В этом же письме имеется один фрагмент, заслуживающий особого внимания. Геройский пафос этого фрагмента приводил и продолжает приводить в восхищение многие поколения лютеран. Речь идет об отрывке, в котором затравленный со всех сторон еретик признается, что готов погибнуть. «Если (император. — И. Г.) призывает меня, чтобы предать смерти, что ж, я принимаю вызов». Несколькими строками ниже сослагательное наклонение переходит в утвердительное: «Я уверен, что эти кровавые убийцы не успокоятся, пока не лишат меня жизни. Да свершится воля Божья!» Февр относится к этому заявлению с полной серьезностью, считая, что Лютер собирался в Вормс как «на мучительную смерть». Впрочем, добавляет исследователь, возможно, его ждала вовсе не смерть, а слава. Никакие «возможно» здесь неуместны. Его совершенно определенно ждала слава, и он об этом знал. Ведь его уже известили, что император распорядился снабдить его пропуском, значит, по пути в Вормс и обратно никакие опасности его не подстерегали. Знал он и о том, какие настроения царили среди участников рейхстага. Папские нунции держались в изоляции, а его немецкие друзья, настроенные как никогда решительно, ощущали себя хозяевами положения. Он знал, что в имперском городе собралось четыре сотни вооруженных рыцарей, а в его окрестностях стояла наготове шеститысячная армия. Он знал, что легаты папы чувствовали себя настолько неуютно, что боялись даже за собственную жизнь. Алеандр, кстати сказать, действительно писал в эти дни папе: «Дворянство, руководимое Зиккингеном, готово к восстанию. Зиккинген, эта гроза Германии, теперь их царь и бог». И что же мог противопоставить им император, даже если он и в самом деле горел желанием исполнить все постановления папы?

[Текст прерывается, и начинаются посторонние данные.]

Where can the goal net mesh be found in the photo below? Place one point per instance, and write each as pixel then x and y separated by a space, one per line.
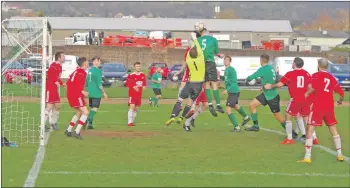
pixel 22 44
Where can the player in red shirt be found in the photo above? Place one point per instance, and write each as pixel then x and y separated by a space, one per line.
pixel 75 96
pixel 136 82
pixel 297 81
pixel 52 98
pixel 322 86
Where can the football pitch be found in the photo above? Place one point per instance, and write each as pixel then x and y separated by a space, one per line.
pixel 153 155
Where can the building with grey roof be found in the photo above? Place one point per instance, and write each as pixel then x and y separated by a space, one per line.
pixel 230 30
pixel 322 38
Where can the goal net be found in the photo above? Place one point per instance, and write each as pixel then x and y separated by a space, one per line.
pixel 26 53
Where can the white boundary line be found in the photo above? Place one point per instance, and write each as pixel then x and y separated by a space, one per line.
pixel 199 173
pixel 39 159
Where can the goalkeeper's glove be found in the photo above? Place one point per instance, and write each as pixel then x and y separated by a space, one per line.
pixel 194 35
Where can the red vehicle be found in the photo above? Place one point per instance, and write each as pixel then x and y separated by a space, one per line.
pixel 140 41
pixel 16 70
pixel 152 68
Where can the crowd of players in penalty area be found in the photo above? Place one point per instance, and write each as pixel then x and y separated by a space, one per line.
pixel 311 100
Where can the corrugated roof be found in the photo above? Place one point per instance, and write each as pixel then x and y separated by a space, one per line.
pixel 319 34
pixel 169 24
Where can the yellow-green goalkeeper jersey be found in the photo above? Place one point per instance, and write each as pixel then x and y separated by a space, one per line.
pixel 94 82
pixel 196 66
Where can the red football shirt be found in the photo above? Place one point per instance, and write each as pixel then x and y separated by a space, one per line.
pixel 297 81
pixel 136 79
pixel 76 83
pixel 186 74
pixel 53 76
pixel 324 84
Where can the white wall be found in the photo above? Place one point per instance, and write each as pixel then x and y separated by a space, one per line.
pixel 317 41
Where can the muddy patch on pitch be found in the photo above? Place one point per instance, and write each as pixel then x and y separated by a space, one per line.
pixel 122 134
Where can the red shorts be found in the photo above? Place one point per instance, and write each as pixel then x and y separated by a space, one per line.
pixel 135 100
pixel 317 116
pixel 201 98
pixel 185 76
pixel 294 108
pixel 76 101
pixel 52 96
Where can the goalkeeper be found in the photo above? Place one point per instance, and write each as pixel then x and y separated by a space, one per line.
pixel 192 89
pixel 95 89
pixel 210 48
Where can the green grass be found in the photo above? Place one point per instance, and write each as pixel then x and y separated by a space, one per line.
pixel 122 92
pixel 210 147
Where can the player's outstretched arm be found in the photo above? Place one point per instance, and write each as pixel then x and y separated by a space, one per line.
pixel 255 75
pixel 270 86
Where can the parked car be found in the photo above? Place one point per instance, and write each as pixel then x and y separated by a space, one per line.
pixel 16 71
pixel 114 71
pixel 164 66
pixel 69 65
pixel 342 73
pixel 175 69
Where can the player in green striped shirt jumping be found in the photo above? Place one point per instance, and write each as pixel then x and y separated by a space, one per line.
pixel 95 89
pixel 232 90
pixel 268 97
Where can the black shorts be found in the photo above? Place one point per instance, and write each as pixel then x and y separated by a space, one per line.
pixel 191 90
pixel 94 102
pixel 274 103
pixel 232 99
pixel 211 74
pixel 157 91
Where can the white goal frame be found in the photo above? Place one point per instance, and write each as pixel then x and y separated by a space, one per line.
pixel 47 57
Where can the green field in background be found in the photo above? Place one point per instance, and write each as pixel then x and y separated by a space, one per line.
pixel 254 158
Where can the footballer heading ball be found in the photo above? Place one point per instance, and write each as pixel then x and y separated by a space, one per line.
pixel 199 26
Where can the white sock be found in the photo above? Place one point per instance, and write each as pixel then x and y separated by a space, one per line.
pixel 130 113
pixel 289 129
pixel 308 146
pixel 56 116
pixel 134 114
pixel 81 123
pixel 314 135
pixel 337 143
pixel 188 121
pixel 47 114
pixel 301 126
pixel 197 112
pixel 72 123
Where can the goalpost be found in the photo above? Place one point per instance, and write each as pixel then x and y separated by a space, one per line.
pixel 26 44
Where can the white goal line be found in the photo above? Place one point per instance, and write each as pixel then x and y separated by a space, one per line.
pixel 230 173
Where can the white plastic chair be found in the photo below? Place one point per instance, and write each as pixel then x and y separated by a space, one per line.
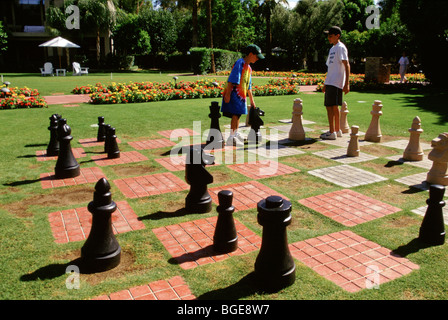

Императора удалось нейтрализовать и заставить почувствовать собственное бессилие. В этом городе, только именовавшемся имперским, он, со всех сторон окруженный врагами, оказался на положении осажденного. Чтобы внести в ситуацию окончательную ясность, особенно постарался Гуттен. Отбросив всякие околичности, он напрямую, без посредников, обратился к императору с письмом, — так глава одной державы обращается к главе другой. Исполненное внешней почтительности простого рыцаря к королю, по существу это письмо содержало почти не прикрытую угрозу. «Настал миг, когда вы можете погубить всех нас и погибнуть сами», — без обиняков заявлял Гуттен императору. Что же это за страшная опасность, сулящая всем гибель? Разумеется, она исходит от «романистов», присутствующих на рейхстаге и угрожающих Лютеру. Ведь, если разобраться, лишь они одни злобствуют на августинца. «Против него выступают только священники, потому что он посмел посягнуть на их всевластие, на их бесстыдную роскошь, на их распутную жизнь, потому что он подал свой голос в защиту учения Христа, в защиту свободы своей родины, в защиту чистоты нравов».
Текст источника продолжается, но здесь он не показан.